Hey trader,
The oil futures curve is pricing in a physical shortage that the spot price is hiding from you.
Crude pulled back to $94 today. Most traders saw that and assumed the risk was fading.
The futures term structure tells a completely different story.
If you know how to read the curve, you can see whether the risk is growing or shrinking before the spot price catches up. That is the edge the futures market hands you for free.
The April-to-May spread in oil futures is $4. The net cost of carry across the full curve sits at approximately $14.
Both numbers imply a shortage that has not calmed down since the Iran conflict broke out.
The Ghost Prints Surveillance Console has been tracking institutional energy flow for weeks.
The options positioning confirms what the futures curve is already telling you.
I'm going to break down how to read the oil curve, why backwardation in oil means the opposite of what it means in the VIX, and how to structure a trade in JETS that benefits when this pressure breaks.
Why Oil Backwardation Is Bullish
Oil futures are settled by physical delivery. If you sell a contract, you store the oil until delivery at places like Cushing, Oklahoma.
Storage costs money. Financing costs money.

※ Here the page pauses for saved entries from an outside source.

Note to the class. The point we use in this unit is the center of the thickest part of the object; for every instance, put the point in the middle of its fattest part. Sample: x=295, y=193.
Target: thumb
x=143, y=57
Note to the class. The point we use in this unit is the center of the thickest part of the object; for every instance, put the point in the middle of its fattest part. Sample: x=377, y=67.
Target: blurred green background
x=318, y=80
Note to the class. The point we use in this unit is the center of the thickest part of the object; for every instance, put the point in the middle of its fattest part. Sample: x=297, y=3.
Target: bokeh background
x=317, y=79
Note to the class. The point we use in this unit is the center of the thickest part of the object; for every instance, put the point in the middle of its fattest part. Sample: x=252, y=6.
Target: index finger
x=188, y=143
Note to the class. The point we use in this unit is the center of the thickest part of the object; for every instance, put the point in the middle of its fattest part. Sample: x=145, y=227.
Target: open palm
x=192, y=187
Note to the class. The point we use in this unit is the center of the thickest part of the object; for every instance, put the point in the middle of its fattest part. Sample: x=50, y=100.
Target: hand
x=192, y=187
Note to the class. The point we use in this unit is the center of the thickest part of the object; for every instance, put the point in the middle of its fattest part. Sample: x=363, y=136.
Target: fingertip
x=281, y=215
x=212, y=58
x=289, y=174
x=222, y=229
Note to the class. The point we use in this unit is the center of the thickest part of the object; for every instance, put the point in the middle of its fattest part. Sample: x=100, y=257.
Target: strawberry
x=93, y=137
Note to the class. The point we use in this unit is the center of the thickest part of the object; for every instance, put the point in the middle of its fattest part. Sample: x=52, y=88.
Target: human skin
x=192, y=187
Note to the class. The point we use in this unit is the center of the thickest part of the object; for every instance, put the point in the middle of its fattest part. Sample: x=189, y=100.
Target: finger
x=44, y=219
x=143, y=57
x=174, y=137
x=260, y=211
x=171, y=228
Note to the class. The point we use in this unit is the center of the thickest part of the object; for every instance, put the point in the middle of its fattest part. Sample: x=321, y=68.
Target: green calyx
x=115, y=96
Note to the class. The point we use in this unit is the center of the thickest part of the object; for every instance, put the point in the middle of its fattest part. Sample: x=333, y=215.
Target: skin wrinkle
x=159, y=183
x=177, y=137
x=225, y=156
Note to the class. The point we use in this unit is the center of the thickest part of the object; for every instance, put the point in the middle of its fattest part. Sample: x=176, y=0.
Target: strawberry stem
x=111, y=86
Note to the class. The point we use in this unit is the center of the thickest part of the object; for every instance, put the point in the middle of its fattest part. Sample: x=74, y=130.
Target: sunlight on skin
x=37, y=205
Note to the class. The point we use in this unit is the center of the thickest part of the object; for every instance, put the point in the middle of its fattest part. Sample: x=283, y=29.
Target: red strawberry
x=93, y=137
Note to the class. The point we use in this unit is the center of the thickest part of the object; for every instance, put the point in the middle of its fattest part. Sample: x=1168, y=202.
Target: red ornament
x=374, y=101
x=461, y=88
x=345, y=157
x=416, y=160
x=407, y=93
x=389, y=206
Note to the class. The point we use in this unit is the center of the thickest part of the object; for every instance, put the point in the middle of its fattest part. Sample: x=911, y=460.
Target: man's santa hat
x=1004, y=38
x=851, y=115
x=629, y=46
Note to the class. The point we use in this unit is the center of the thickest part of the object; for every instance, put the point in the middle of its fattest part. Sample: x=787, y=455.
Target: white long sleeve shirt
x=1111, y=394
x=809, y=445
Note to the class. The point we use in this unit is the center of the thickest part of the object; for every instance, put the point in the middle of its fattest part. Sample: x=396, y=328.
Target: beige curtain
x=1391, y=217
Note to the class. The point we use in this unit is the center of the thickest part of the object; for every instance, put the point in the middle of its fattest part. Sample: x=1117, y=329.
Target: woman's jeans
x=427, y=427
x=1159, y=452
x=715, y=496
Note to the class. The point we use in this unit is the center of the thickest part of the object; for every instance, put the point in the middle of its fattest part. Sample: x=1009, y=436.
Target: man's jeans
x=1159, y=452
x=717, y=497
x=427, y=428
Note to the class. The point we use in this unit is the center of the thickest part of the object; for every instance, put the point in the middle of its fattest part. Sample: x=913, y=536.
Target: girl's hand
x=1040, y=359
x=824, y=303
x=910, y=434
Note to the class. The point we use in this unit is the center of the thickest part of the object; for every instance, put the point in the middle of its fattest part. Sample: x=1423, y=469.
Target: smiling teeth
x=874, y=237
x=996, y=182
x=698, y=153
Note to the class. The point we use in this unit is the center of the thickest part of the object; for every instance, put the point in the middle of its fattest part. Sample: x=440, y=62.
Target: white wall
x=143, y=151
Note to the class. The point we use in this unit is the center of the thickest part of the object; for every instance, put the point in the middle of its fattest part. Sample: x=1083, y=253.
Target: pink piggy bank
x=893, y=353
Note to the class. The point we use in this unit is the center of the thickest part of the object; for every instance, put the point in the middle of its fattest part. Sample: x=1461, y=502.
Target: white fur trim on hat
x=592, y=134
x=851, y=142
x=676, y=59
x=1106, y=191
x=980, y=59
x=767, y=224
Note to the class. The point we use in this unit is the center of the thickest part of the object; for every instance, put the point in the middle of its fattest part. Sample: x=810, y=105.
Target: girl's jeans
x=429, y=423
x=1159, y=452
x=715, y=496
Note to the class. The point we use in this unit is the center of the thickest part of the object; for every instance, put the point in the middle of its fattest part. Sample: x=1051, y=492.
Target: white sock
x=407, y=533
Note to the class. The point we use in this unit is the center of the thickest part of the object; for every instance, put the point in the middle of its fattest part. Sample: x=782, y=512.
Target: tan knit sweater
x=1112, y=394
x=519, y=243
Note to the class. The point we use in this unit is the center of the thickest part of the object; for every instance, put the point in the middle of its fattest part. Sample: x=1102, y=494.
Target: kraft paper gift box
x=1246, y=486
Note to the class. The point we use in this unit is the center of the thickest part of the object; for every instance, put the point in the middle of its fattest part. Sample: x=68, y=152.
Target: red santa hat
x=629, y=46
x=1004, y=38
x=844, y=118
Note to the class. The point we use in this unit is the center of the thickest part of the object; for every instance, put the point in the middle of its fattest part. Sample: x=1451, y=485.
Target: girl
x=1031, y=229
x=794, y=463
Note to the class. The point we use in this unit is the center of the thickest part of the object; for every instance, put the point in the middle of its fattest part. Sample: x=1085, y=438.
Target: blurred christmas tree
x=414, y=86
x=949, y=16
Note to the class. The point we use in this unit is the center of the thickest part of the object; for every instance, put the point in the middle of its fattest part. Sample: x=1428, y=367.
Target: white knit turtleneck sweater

The only offset is the lease rate. You can lease your oil to someone who needs it today and collect a credit.
When the lease rate exceeds the combined cost of storage and financing, the net cost of carry turns positive.
Spot crude is trading near $96. Far-dated futures sit near $82.
The net cost of carry is approximately $14.
Buyers are paying hefty premiums to lease oil in the here and now. That is the definition of an implied shortage.
Backwardation in oil is bullish because the pressure on future contracts is to converge upward toward the spot price over time.
The VIX is also in backwardation right now. The interpretation is completely different because VIX futures are cash-settled.
There is no storage cost, no financing cost, and no way to lease volatility. Pure expectations theory applies directly.
VIX backwardation means the market expects volatility to fall. Oil backwardation means there is a physical shortage and prices are pressured higher.
Settlement mechanics determine the interpretation.
Why High Oil Is Deflationary
I pulled up the product depth chart and compared Thursday March 5, Friday March 6, and Monday March 9.
Thursday's prices were lower across the curve. Friday steepened noticeably.
Monday held the same degree of steepness.
The April contract sits near $96. The May contract sits near $92.
A $4 gap between two consecutive months is significant in oil.
Oil peeled back from its highs to around $94 on the session. The upside risk embedded in the curve has not diminished despite the pullback.
The net cost of carry has been positive all year. It has gotten increasingly more positive since the fighting in Iran broke out.
The Fed focuses on core CPI and core PCE. Both exclude oil.
High oil prices hurt consumer spending. Companies cannot pass on the higher costs when consumers pull back.
In Q2 2008, oil peaked near $144 per barrel. The advanced GDP reading that quarter came in at 4.1%.
The economy was already falling apart underneath that number.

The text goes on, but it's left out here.